Big Data Patterns, Mechanisms > Storage Patterns > Confidential Data Storage
Confidential Data Storage (Buhler, Erl, Khattak)
How can data stored in a Big Data solution environment be kept private so that only the intended client is able to read it?
A security engine is utilized that performs the encryption and decryption of data. Based on the confidentiality requirements, both raw and processed may need to be encrypted. Some NoSQL storage devices may also provide a means for automatic encryption and decryption of stored data.
The application of the Confidential Data Storage pattern can introduce data access latency and increase computational resource usage due to the added the processing requirements of encryption and decryption of data. This requires striking a balance between how long it takes for the algorithm to encrypt/decrypt data and the strength of the produced cipher text.
This pattern is generally applied together with the Centralized Access Management pattern to further protect against unauthorized data access. This way, only users with the right credentials can access the data.
Data that needs to be kept confidential is encrypted, and the encrypted data is then saved in a storage device. When the data needs to be read, it is decrypted first, provided that the client possesses the correct decryption key.
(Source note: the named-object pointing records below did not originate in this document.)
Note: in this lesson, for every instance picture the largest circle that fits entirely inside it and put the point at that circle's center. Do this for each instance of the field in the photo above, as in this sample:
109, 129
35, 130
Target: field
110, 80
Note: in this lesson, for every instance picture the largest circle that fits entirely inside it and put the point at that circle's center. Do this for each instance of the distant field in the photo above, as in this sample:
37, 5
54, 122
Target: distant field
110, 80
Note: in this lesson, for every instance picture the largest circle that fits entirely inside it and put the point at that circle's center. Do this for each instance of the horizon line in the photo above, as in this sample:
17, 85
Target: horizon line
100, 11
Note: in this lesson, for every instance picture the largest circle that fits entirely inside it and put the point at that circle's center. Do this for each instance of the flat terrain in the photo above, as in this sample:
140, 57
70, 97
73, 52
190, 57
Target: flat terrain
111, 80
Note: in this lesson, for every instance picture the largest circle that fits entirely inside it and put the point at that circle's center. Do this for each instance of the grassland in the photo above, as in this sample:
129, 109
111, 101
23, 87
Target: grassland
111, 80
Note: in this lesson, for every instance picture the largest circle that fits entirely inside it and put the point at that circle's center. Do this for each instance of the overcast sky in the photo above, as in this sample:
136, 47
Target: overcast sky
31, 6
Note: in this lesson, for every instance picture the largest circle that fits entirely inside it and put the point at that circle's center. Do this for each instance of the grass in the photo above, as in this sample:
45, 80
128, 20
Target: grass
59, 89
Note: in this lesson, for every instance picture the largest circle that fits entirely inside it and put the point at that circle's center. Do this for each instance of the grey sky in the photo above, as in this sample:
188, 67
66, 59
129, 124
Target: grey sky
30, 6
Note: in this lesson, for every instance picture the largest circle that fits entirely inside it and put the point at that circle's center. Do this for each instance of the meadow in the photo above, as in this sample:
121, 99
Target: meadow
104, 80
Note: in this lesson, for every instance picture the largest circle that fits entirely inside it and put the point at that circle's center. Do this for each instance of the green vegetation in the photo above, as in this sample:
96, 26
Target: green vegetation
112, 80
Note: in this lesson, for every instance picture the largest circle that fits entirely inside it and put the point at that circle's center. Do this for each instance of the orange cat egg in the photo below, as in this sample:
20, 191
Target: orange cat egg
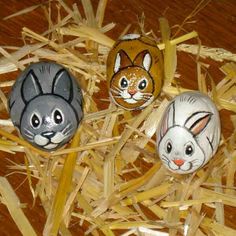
134, 72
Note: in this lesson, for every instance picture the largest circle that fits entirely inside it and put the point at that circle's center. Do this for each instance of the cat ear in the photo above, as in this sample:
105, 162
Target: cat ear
122, 60
168, 120
30, 87
197, 122
144, 60
62, 85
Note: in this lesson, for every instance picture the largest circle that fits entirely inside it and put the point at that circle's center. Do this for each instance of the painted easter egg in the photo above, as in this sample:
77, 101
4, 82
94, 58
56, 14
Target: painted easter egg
45, 104
189, 133
134, 72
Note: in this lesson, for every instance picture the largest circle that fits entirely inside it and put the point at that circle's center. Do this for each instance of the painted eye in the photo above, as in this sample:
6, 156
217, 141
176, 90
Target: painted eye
142, 84
189, 149
168, 146
124, 82
58, 117
35, 121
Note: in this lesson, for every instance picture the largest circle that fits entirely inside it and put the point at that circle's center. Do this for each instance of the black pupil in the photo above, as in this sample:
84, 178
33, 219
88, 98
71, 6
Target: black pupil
35, 121
188, 150
169, 147
142, 84
124, 83
57, 117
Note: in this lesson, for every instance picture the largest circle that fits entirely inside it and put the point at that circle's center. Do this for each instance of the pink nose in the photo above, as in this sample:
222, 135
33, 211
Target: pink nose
132, 91
178, 162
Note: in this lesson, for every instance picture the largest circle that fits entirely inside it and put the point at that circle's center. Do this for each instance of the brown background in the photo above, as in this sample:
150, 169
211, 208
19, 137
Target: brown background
216, 25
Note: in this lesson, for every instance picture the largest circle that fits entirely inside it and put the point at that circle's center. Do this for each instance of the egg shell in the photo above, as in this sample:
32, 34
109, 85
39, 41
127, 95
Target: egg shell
135, 58
45, 104
189, 133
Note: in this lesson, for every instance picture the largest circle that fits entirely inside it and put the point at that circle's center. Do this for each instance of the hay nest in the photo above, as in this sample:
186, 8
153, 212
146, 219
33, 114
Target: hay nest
110, 175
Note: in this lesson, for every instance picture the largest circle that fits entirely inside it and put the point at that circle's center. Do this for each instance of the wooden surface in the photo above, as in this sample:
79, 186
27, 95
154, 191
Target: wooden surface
215, 25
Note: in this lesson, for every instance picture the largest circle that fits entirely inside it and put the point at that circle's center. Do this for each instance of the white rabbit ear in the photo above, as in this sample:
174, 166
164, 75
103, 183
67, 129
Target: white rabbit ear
30, 87
144, 60
197, 122
62, 85
168, 120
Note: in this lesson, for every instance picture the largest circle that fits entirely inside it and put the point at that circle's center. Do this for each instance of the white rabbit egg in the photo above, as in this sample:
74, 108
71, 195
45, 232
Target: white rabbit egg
189, 133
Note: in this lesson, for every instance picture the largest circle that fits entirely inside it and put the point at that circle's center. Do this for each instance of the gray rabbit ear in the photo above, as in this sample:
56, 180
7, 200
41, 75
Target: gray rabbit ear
62, 85
30, 87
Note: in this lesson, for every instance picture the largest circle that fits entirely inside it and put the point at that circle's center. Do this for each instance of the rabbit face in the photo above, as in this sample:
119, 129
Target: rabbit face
181, 154
189, 133
46, 105
48, 122
132, 87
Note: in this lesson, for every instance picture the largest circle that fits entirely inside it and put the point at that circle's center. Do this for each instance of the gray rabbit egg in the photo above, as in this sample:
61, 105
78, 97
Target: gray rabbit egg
45, 104
189, 133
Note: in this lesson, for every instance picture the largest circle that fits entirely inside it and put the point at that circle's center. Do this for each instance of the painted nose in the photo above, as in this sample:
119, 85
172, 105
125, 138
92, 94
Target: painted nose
132, 91
178, 162
48, 134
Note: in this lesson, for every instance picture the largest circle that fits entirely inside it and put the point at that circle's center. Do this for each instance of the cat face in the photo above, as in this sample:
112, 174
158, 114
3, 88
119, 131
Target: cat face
48, 122
181, 155
132, 86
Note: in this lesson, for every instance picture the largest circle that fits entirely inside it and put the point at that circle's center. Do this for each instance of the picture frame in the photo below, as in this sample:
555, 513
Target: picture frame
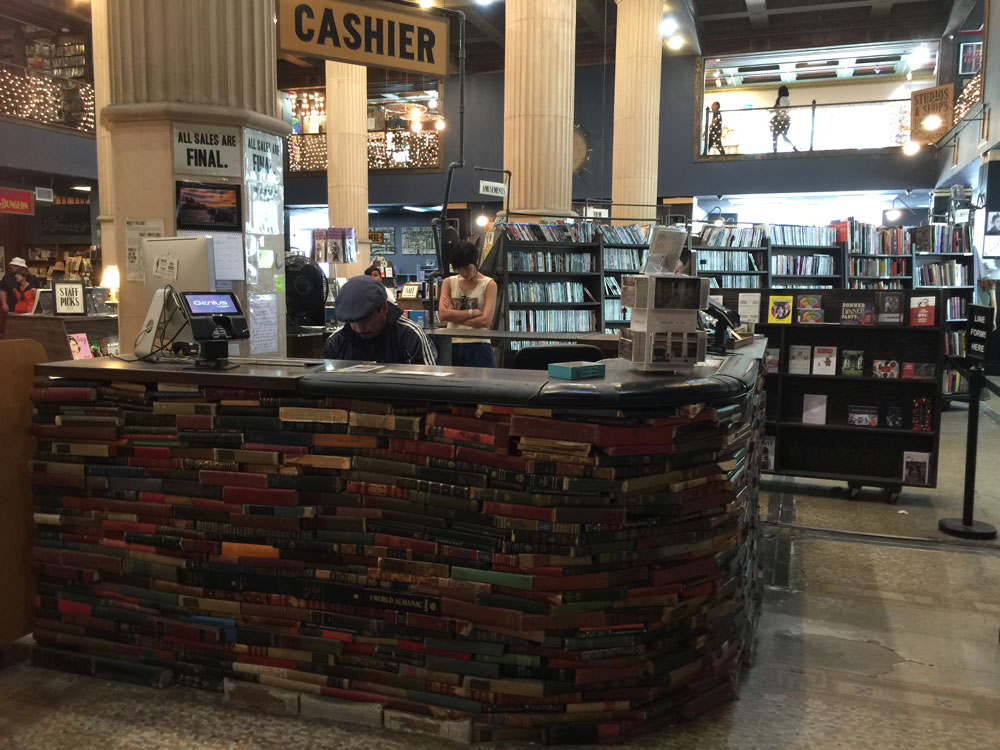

This ensures confidentiality for both data-at-rest and data-in-motion.
- An XML dataset contains private data regarding employees, including date of birth and salary.
- The dataset is encrypted using a security engine.
- The encrypted dataset is then stored in a document NoSQL database.
- A malicious user accesses the dataset via the REST interface of the database.
- The database returns the dataset, which the malicious user is unable to parse because the data is encrypted.